But there's also the danger of bleach, detergent, and other
cleaning materials being used in buckets and not completely rinsed out.
Stuff can get into buckets and pipes accidentally, especially if you
store them in the same place as cleaning tools or garden equipment.
It's wiser to store them somewhere safe, perhaps in the cabinet
itself, so they can't be accidentally contaminated.> Normally,
this quick succession of deaths would point to water quality issues and
since I guessed it is always possible that I put the tank through a
mini-cycle, I tested this morning and everything checks out. Nitrite
and ammonia 0. Ph 8.0 and Nitrate 20 which is consistent with my tap
water. The threadfins and wrestling halfbeaks were the latest additions
but that was 6 weeks ago. The threadfins went through the normal 2 week
quarantine the halfbeaks did not. This is because my quarantine tanks
are not suitable for jumpers. That said, they were specially ordered in
for me and at the LFS for 5 days. I know that these fish are treated
with erythromycin on arrival. The manager was not there one day last
week when I was in and I saw employees adding it to the tanks.
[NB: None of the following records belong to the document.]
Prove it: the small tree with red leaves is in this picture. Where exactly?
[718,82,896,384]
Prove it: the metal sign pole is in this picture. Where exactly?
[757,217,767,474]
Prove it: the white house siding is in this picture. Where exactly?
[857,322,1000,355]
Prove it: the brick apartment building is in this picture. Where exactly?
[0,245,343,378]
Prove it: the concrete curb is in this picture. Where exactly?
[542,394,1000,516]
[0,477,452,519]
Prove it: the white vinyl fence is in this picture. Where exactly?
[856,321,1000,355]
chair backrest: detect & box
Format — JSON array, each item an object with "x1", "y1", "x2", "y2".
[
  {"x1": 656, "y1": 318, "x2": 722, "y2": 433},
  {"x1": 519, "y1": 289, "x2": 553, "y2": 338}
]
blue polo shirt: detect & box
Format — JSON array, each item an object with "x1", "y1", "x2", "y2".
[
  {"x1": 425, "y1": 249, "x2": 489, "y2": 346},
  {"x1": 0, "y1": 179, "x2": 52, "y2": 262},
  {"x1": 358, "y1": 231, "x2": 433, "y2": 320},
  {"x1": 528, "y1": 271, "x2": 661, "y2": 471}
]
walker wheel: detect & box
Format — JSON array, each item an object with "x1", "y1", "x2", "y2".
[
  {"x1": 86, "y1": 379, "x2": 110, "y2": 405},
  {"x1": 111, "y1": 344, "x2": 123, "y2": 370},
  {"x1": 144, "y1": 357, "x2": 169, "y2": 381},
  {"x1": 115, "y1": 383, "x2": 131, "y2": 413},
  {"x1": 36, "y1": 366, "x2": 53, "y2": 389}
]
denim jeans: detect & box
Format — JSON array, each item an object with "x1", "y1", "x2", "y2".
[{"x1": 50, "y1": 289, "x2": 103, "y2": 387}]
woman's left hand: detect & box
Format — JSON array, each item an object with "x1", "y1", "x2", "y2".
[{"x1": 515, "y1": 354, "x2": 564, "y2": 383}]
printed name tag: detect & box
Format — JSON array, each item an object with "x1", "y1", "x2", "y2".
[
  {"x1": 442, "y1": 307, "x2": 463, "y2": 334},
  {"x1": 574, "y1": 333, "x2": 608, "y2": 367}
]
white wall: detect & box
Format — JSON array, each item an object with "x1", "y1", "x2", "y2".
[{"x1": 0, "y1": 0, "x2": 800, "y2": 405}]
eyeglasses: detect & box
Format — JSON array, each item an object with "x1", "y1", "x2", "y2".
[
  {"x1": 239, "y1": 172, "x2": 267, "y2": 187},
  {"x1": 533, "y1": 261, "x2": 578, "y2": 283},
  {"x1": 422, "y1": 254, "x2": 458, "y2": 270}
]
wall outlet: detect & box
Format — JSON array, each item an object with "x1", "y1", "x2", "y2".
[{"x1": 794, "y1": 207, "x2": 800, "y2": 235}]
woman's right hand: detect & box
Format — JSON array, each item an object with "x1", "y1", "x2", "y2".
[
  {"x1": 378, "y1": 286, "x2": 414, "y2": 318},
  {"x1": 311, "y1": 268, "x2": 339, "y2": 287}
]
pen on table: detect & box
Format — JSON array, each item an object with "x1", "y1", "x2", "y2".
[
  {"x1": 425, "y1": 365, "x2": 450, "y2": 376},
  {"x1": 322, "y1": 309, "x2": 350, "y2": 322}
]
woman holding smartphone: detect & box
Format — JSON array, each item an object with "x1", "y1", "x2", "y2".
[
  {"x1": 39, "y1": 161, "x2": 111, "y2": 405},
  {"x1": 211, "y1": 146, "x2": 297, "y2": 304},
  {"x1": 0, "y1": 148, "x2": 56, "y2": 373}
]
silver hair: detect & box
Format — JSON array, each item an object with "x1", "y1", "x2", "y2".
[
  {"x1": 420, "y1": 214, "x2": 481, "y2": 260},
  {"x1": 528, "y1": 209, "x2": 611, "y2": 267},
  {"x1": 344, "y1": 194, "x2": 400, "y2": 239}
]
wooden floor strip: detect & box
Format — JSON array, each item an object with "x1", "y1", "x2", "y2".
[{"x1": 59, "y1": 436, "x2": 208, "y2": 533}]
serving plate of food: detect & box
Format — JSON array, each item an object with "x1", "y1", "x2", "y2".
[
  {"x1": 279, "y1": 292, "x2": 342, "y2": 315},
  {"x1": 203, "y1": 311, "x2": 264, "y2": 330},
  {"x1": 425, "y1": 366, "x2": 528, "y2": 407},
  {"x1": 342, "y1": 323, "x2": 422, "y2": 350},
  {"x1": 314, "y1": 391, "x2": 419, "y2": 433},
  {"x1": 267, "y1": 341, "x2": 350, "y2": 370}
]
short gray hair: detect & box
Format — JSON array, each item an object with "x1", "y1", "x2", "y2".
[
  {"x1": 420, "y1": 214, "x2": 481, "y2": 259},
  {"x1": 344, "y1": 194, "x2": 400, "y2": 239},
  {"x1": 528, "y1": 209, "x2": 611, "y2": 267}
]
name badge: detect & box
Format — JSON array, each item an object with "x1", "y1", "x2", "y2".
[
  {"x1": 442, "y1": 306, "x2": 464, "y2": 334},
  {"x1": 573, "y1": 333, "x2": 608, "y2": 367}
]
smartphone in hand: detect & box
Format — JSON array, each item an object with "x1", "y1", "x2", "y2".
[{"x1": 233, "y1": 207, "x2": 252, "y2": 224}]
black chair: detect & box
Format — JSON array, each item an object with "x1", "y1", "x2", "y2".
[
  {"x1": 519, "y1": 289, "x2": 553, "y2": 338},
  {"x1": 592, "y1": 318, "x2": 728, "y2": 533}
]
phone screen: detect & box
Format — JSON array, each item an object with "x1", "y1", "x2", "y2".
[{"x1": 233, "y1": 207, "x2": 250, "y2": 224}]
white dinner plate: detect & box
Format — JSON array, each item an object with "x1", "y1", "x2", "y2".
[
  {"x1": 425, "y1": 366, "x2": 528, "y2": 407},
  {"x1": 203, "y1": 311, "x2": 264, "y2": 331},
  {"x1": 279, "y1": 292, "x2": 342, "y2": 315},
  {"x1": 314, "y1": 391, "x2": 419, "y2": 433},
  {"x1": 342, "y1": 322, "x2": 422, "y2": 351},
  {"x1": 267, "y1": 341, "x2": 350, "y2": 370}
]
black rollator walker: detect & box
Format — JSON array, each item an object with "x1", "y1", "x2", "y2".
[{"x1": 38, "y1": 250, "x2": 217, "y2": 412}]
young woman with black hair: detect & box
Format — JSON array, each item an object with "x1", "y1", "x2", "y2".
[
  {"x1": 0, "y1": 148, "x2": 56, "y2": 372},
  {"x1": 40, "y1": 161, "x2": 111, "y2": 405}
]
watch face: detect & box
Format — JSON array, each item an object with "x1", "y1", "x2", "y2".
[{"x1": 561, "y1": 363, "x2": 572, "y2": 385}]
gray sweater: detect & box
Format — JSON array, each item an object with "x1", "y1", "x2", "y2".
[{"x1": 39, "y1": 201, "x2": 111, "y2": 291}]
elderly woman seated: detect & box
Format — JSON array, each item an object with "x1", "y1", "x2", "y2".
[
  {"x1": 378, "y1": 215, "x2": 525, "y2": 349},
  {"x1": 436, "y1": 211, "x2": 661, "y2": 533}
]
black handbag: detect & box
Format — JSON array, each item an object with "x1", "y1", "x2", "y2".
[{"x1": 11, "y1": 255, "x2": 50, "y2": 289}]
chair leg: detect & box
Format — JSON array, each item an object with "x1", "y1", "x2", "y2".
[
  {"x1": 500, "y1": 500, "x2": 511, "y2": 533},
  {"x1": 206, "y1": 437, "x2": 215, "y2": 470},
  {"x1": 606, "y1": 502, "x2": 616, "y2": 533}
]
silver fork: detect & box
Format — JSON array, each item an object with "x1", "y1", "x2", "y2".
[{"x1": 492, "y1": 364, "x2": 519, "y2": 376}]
The
halfbeaks are so far thriving and growing. <It may well be the
Halfbeaks aren't fussed about whatever toxin got into the tank.
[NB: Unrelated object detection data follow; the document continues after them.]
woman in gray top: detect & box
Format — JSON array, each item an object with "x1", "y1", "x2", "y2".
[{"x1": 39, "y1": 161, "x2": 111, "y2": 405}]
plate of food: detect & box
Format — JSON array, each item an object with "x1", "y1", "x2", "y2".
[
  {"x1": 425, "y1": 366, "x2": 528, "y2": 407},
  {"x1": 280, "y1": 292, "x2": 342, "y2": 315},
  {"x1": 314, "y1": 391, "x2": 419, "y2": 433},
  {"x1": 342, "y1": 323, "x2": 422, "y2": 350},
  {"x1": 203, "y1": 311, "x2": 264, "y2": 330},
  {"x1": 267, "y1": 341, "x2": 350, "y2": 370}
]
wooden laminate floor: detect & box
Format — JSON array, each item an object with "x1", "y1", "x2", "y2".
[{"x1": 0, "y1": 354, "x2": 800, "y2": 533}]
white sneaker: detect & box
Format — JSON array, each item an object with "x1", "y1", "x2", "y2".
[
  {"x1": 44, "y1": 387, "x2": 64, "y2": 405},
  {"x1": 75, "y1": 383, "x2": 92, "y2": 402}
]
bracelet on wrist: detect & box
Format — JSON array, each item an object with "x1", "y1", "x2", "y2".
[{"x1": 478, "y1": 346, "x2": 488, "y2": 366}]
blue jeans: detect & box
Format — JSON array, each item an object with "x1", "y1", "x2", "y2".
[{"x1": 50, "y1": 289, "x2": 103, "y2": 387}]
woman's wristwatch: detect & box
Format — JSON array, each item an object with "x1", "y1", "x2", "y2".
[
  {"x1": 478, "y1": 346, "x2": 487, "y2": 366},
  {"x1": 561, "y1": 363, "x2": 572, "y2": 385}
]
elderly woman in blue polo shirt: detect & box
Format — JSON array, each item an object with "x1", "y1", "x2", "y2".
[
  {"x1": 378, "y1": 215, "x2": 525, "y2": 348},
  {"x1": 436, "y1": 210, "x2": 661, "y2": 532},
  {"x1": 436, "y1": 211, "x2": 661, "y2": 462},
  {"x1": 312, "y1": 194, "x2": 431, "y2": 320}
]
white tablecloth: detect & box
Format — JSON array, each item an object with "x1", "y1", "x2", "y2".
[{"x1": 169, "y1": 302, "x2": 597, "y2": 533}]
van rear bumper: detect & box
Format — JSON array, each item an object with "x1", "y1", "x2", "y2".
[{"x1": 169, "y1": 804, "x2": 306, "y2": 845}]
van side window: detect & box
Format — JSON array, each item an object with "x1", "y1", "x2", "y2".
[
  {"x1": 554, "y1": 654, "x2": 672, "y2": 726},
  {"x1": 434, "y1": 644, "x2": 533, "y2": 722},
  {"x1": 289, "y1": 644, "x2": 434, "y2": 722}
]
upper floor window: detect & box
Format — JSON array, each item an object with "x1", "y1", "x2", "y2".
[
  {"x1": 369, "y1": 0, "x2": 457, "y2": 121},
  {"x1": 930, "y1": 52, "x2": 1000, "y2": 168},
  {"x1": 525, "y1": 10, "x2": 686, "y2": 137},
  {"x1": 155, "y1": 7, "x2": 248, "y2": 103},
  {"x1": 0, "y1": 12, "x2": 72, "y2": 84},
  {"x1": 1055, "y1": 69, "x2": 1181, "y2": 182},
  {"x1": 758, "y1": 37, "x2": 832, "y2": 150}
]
Once settled in, they are certainly quite hardy fish, particularly
Dermogenys spp.> There are potentially a few other hints. Last week
I added a male swordtail who I have had a year in another tank (the
dead fellow from above) I added him to impregnate a female Lyretail who
I have also had for some time. It was my intention to keep her next
brood but she did not appear to be pregnant (approximately eight weeks
after she last gave birth) although she had been exposed to males and
pregnant in the past. She suddenly showed up dead but I thought the
male perhaps had become overly aggressive with her and killed her.
<Would tend to agree with that analysis.> I am sorry but other
then telling you that it was last week sometime I cannot pinpoint the
time line. There were no hints of illness with her. The only other
potential hint is a platy who is presently in quarantine due to popeye.
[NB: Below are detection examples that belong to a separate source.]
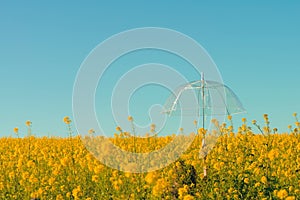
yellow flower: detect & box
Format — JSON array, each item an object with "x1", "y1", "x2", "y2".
[
  {"x1": 276, "y1": 189, "x2": 289, "y2": 199},
  {"x1": 183, "y1": 194, "x2": 195, "y2": 200},
  {"x1": 285, "y1": 196, "x2": 296, "y2": 200}
]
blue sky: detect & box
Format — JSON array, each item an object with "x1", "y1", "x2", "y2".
[{"x1": 0, "y1": 0, "x2": 300, "y2": 136}]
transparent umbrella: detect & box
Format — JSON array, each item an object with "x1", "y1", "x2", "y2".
[{"x1": 163, "y1": 74, "x2": 246, "y2": 176}]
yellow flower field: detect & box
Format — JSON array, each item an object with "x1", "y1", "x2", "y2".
[{"x1": 0, "y1": 115, "x2": 300, "y2": 200}]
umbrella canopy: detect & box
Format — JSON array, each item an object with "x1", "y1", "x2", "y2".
[{"x1": 163, "y1": 80, "x2": 245, "y2": 124}]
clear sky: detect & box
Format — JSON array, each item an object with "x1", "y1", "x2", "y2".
[{"x1": 0, "y1": 0, "x2": 300, "y2": 136}]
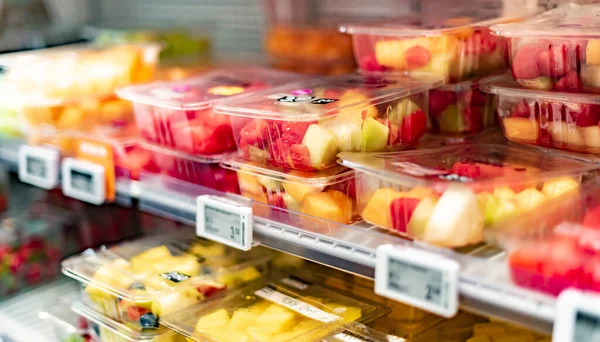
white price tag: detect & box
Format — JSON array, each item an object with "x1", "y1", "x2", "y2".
[
  {"x1": 375, "y1": 245, "x2": 460, "y2": 317},
  {"x1": 196, "y1": 195, "x2": 252, "y2": 251},
  {"x1": 62, "y1": 158, "x2": 106, "y2": 205},
  {"x1": 552, "y1": 289, "x2": 600, "y2": 342},
  {"x1": 19, "y1": 145, "x2": 60, "y2": 190}
]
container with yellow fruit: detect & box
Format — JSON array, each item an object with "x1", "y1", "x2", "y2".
[
  {"x1": 162, "y1": 274, "x2": 387, "y2": 342},
  {"x1": 340, "y1": 144, "x2": 599, "y2": 248},
  {"x1": 341, "y1": 17, "x2": 521, "y2": 83},
  {"x1": 0, "y1": 44, "x2": 160, "y2": 136},
  {"x1": 222, "y1": 159, "x2": 359, "y2": 224},
  {"x1": 62, "y1": 234, "x2": 270, "y2": 329}
]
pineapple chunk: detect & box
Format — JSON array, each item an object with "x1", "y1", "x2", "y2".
[
  {"x1": 196, "y1": 309, "x2": 229, "y2": 332},
  {"x1": 256, "y1": 304, "x2": 296, "y2": 334}
]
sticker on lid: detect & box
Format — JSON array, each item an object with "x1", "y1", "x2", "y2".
[{"x1": 254, "y1": 286, "x2": 339, "y2": 323}]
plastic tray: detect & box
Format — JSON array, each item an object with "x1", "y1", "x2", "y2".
[
  {"x1": 222, "y1": 159, "x2": 359, "y2": 223},
  {"x1": 215, "y1": 75, "x2": 441, "y2": 171},
  {"x1": 62, "y1": 234, "x2": 269, "y2": 329},
  {"x1": 142, "y1": 143, "x2": 240, "y2": 194},
  {"x1": 118, "y1": 68, "x2": 298, "y2": 156},
  {"x1": 342, "y1": 17, "x2": 518, "y2": 82},
  {"x1": 72, "y1": 302, "x2": 185, "y2": 342},
  {"x1": 429, "y1": 77, "x2": 498, "y2": 136},
  {"x1": 340, "y1": 144, "x2": 599, "y2": 247},
  {"x1": 163, "y1": 276, "x2": 386, "y2": 341},
  {"x1": 482, "y1": 79, "x2": 600, "y2": 154},
  {"x1": 492, "y1": 4, "x2": 600, "y2": 93}
]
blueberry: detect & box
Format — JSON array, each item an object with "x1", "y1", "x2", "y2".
[
  {"x1": 140, "y1": 312, "x2": 158, "y2": 329},
  {"x1": 127, "y1": 281, "x2": 146, "y2": 290}
]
I recently had a male "come-of-age and he is rather aggressively
chasing the other platys at times, I assumed the pop-eye was due to
trauma suffered at the hands of the rogue. She has recovered well in
Epson salt and isolation. <If one eye has "popped",
that's usually trauma; if both, then environmental or some systemic
infection.> Lastly, I would like to mention that this tank contains
along with plants a happy school of Corydoras. I mention this because I
know in any suggested treatments, these fellows need special
consideration. <Unless these are some funky wild-caught species of
Corydoras, they'll likely be tolerant of whatever medication you
use. I've never had problems treating Peppered or Bronze Corydoras
for example with standard Ick medications. That said, the old salt/heat
approach is perhaps preferable.> I do not think that waiting this
out is good idea as it seems to be continuing but I do not know what
steps to take. <The usual: daily water changes and close observation
for further symptoms, at least for the next week.> Should I add
carbon to the filter? <Not a bad idea at all. Will remove many
toxins. Remove and dispose of the carbon after 1-2 weeks; it'll be
saturated by then anyway, and you run the risk of the toxins leaching
out in the long term.> Should I put a UV light on it? <I
wouldn't bother. Doesn't sound like this is caused by a
waterborne parasite.> Will this help if it is bacterial in nature? I
am on a well and we have had a lot of storms and rain, it is possible
the well in contaminated (we do not drink the water). <Ah, this is
certainly something worth considering. You can get stuff like ammonia
and nitrate running off fields into the water table, and these can
stress/kill fish. Do check the water for ammonia before adding to the
tank and see how it registers. Would tend to recommend only using
potable water for aquaria, unless you're sourcing from something
known to be (at least acceptably) safe, such as rainwater outside of a
city. Treating inbound water with water conditioner and filtering
through carbon isn't a bad idea at all.> The family is going
away for a few days at the end of the week, so I could shock the well
then and have all the bleach run through before they return?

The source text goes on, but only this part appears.